Serialization is not a problem: I use a library I made back in 2006..2008 that serializes into a binary format (achieved 1 million instances per second back then, on a Dual Core slowed to 1 GHz via lowering multiplier in BIOS, with DDR2-400 RAM)
Normal calculations aren't a problem either: Free Pascal is all about reproducibility, as my tests proved. It's vector normalization and trigonometric things like sincos that slow everything horribly.
Not even physics, but animation - which I want to be part of physics. Which operates on lots and lots of bones.
Also the fact my skinning is going to be calculated on CPU only, for ease of coding and better compatibility. 16-bit numbers are twice as fast in memory bound bottlenecks (too easy to hit)

Quote Originally Posted by Jonax View Post
Integer physics, such an interesting idea . Haven't tried that but I hear it was common for early programmers.

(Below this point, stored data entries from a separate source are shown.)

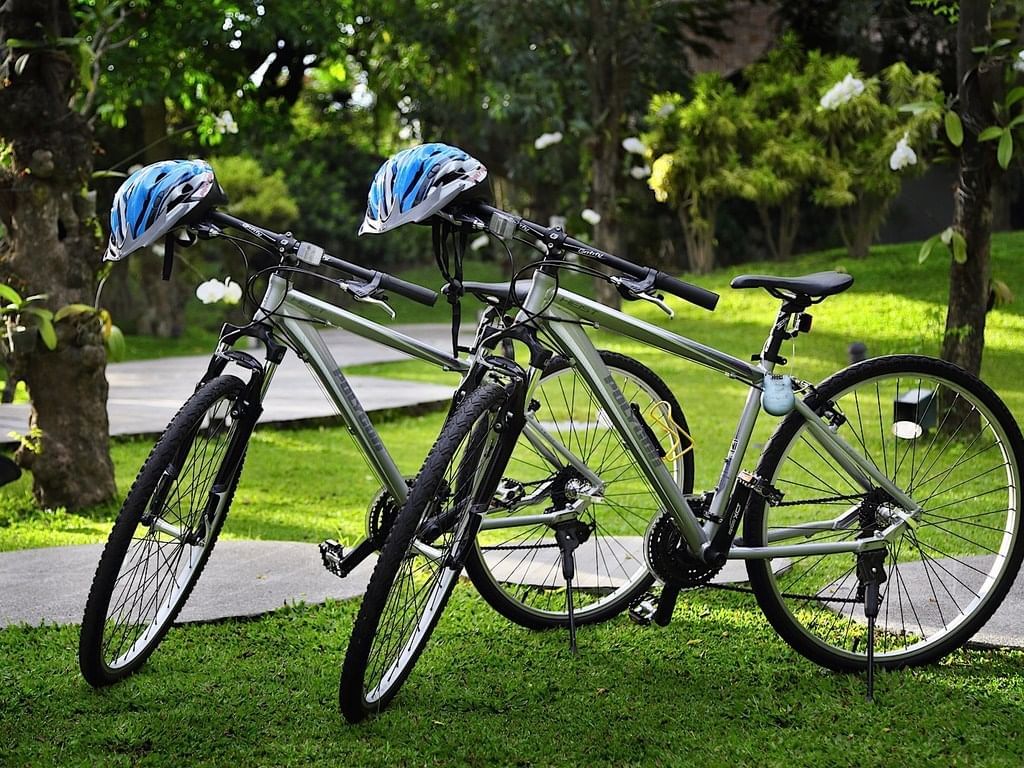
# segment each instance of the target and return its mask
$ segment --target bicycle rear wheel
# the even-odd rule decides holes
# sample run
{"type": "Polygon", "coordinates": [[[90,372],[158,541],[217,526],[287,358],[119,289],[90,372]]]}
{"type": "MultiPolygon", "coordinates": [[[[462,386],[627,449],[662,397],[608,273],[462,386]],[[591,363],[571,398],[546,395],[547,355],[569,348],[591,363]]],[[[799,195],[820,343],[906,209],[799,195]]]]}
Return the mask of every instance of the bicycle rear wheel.
{"type": "MultiPolygon", "coordinates": [[[[601,352],[625,401],[665,452],[665,462],[684,493],[693,490],[693,450],[686,419],[672,391],[643,364],[601,352]]],[[[581,460],[602,490],[579,515],[589,536],[574,552],[577,579],[573,608],[577,625],[605,621],[629,607],[654,582],[643,555],[644,534],[660,510],[658,498],[579,373],[564,358],[544,371],[531,394],[530,417],[581,460]]],[[[565,582],[555,529],[515,524],[544,511],[566,486],[582,478],[543,441],[523,434],[509,460],[503,486],[523,496],[496,504],[489,518],[502,527],[481,530],[466,561],[480,595],[500,614],[530,629],[568,624],[565,582]],[[548,491],[539,491],[548,484],[548,491]],[[558,484],[562,488],[557,488],[558,484]],[[529,498],[535,497],[530,502],[529,498]]]]}
{"type": "Polygon", "coordinates": [[[384,542],[352,628],[338,699],[349,722],[380,712],[409,676],[462,570],[480,489],[498,443],[504,389],[471,392],[446,422],[384,542]]]}
{"type": "MultiPolygon", "coordinates": [[[[979,379],[911,355],[840,371],[807,404],[831,410],[847,444],[923,509],[885,550],[877,663],[897,668],[941,658],[988,620],[1024,557],[1020,429],[979,379]]],[[[897,505],[880,489],[856,485],[795,414],[772,436],[758,474],[785,496],[781,505],[748,509],[750,546],[866,538],[898,520],[897,505]]],[[[750,560],[747,570],[778,633],[818,664],[864,669],[865,588],[856,556],[794,557],[774,572],[770,562],[750,560]]]]}
{"type": "Polygon", "coordinates": [[[219,376],[181,407],[139,471],[103,549],[82,618],[78,659],[93,686],[135,672],[188,600],[224,524],[248,429],[245,384],[219,376]]]}

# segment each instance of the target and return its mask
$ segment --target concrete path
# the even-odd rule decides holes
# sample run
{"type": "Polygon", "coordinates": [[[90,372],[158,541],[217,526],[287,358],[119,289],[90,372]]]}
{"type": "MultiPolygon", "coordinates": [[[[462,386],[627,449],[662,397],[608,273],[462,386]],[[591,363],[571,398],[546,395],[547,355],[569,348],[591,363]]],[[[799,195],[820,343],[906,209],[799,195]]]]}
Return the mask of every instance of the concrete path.
{"type": "MultiPolygon", "coordinates": [[[[102,544],[0,553],[0,627],[77,624],[102,544]]],[[[299,602],[358,597],[374,559],[345,579],[324,570],[315,544],[296,541],[218,541],[179,622],[253,616],[299,602]]]]}
{"type": "MultiPolygon", "coordinates": [[[[444,323],[396,325],[396,330],[442,350],[451,350],[451,327],[444,323]]],[[[471,329],[469,331],[471,333],[471,329]]],[[[368,363],[409,359],[394,349],[367,341],[347,331],[323,333],[342,368],[368,363]]],[[[467,342],[471,337],[465,339],[467,342]]],[[[110,394],[107,412],[111,435],[156,435],[163,431],[195,384],[206,371],[209,356],[168,357],[111,363],[107,366],[110,394]]],[[[423,363],[427,366],[427,363],[423,363]]],[[[458,384],[440,386],[422,382],[351,376],[349,381],[363,407],[370,412],[446,402],[458,384]]],[[[270,387],[262,423],[320,419],[336,414],[313,375],[298,357],[289,353],[270,387]]],[[[0,405],[0,444],[13,442],[10,432],[28,430],[29,406],[0,405]]]]}
{"type": "MultiPolygon", "coordinates": [[[[639,556],[640,539],[624,540],[639,556]]],[[[92,584],[102,545],[49,547],[0,553],[0,627],[10,624],[75,624],[82,620],[85,599],[92,584]]],[[[785,568],[786,563],[780,564],[785,568]]],[[[329,574],[320,564],[315,544],[290,541],[217,542],[179,623],[253,616],[284,605],[322,603],[363,593],[373,558],[344,579],[329,574]]],[[[539,563],[525,574],[524,583],[546,584],[550,568],[539,563]]],[[[588,586],[595,569],[578,563],[579,586],[588,586]]],[[[913,589],[915,580],[926,578],[907,564],[900,568],[903,584],[913,589]]],[[[727,564],[716,583],[746,580],[743,563],[727,564]]],[[[1006,601],[975,635],[974,642],[1024,648],[1024,579],[1018,579],[1006,601]]],[[[928,618],[921,615],[927,626],[928,618]]]]}

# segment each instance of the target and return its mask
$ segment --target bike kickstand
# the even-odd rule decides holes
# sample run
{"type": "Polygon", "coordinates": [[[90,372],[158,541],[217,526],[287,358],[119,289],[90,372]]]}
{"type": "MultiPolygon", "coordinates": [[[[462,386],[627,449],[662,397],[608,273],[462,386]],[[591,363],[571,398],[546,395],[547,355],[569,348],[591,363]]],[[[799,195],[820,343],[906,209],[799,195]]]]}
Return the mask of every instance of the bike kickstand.
{"type": "MultiPolygon", "coordinates": [[[[569,555],[572,560],[573,556],[569,555]]],[[[579,653],[576,648],[576,609],[572,599],[572,579],[565,580],[565,611],[569,615],[569,652],[575,656],[579,653]]]]}
{"type": "Polygon", "coordinates": [[[576,548],[580,545],[580,537],[574,523],[560,525],[555,529],[555,538],[562,556],[562,576],[565,578],[565,612],[569,618],[569,651],[573,656],[576,649],[576,606],[572,594],[572,582],[576,576],[576,548]]]}
{"type": "Polygon", "coordinates": [[[868,701],[875,700],[875,620],[878,618],[879,587],[886,580],[884,549],[857,556],[857,578],[864,585],[864,616],[868,620],[868,701]]]}

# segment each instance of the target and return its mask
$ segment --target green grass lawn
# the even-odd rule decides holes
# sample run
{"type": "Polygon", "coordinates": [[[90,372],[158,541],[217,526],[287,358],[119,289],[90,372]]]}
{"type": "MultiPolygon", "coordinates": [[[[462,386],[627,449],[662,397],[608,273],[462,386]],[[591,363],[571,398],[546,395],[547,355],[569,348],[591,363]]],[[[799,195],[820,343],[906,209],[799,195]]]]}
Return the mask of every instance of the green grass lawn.
{"type": "Polygon", "coordinates": [[[338,670],[355,602],[174,629],[93,691],[75,627],[0,632],[5,765],[1019,766],[1024,654],[828,674],[751,601],[684,596],[665,629],[625,618],[531,633],[460,586],[393,706],[347,726],[338,670]]]}
{"type": "MultiPolygon", "coordinates": [[[[1018,292],[1022,250],[1024,233],[994,240],[994,274],[1018,292]]],[[[627,311],[747,358],[760,349],[777,302],[729,290],[731,276],[841,266],[854,287],[812,310],[813,332],[783,351],[788,372],[816,381],[845,364],[851,341],[872,355],[937,352],[947,270],[936,258],[918,265],[916,251],[908,244],[877,248],[864,262],[830,252],[745,265],[696,280],[722,292],[714,313],[674,299],[674,320],[646,304],[627,311]]],[[[494,265],[482,272],[467,267],[467,277],[500,277],[494,265]]],[[[431,284],[429,277],[419,282],[431,284]]],[[[444,322],[445,312],[443,304],[430,313],[409,305],[398,320],[444,322]]],[[[743,388],[596,336],[669,383],[696,439],[696,485],[713,485],[743,388]]],[[[986,338],[983,378],[1019,420],[1024,303],[990,313],[986,338]]],[[[417,362],[352,372],[451,381],[417,362]]],[[[402,471],[416,471],[440,420],[380,425],[402,471]]],[[[755,447],[775,423],[762,416],[755,447]]],[[[115,442],[122,494],[149,448],[115,442]]],[[[342,429],[260,430],[224,535],[351,543],[375,486],[342,429]]],[[[22,479],[0,490],[0,550],[101,541],[116,511],[39,510],[22,479]]],[[[1024,654],[962,651],[938,666],[883,675],[872,706],[862,679],[822,672],[774,635],[751,600],[715,592],[685,596],[664,630],[623,618],[588,628],[574,659],[564,634],[511,627],[461,586],[393,710],[349,728],[336,712],[336,686],[355,608],[329,604],[176,629],[142,673],[99,693],[78,675],[76,627],[0,631],[0,764],[1024,764],[1024,654]]]]}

I on the other hand rely heavily on the square root for moving things and calculating positions. Haven't considered using a table. It's so easy to just use the square root command. For my modest needs that's mostly fast enough.
I wasn't even aware of the SSE/AVX thingie. Is it some fancy vector calculation hardcoded in the silicon?
Mind the cache, you don't want that table to be larger than one kilobyte or so, only fits 512 16-bit values - thus, interpolation (and BSR trickery for square root). But even like that, a table would *shred* honest functions speed-wise if you need sin or cos.

SSE3 (which i had declared my minimum system requirements) provides sixteen 128-bit registers for vector floating point and integer calculations.
Its support dates back to single-core ancients, Athlon x64 (launched in 2003) and Pentium IV Prescott (launched in 2004). By 2007, the year I am aiming at hardware-wise, it was old and tried technology.

SSE can also act like MMX on steroids, operating on 16-bit and 8-bit numbers. The PMULHW command in particular, lets you multiply 16-bit signed integers like they are 8.8 fixed-point: it shifts the 32-bit result right by 16 only leaving the highest 16 bits. On a vector of 8 16-bit numbers stuffed into a 128-bit register.

AVX is very old stuff as well, my laptop dated 2012 has it (i5 2540m), extends the XMM registers to 256-bit YMM registers. Intel provides a code sample, I believe, that allows batch normalizing of vectors at a rate of one vector per tact.
AVX2 only adds more commands, as far as I know, while AVX512... Make a guess

Free Pascal, as far as I could tell, only supports AVX so far (it was long time since I last tested).

But if boggles the mind, how much raw muscle even a Core2 Duo has.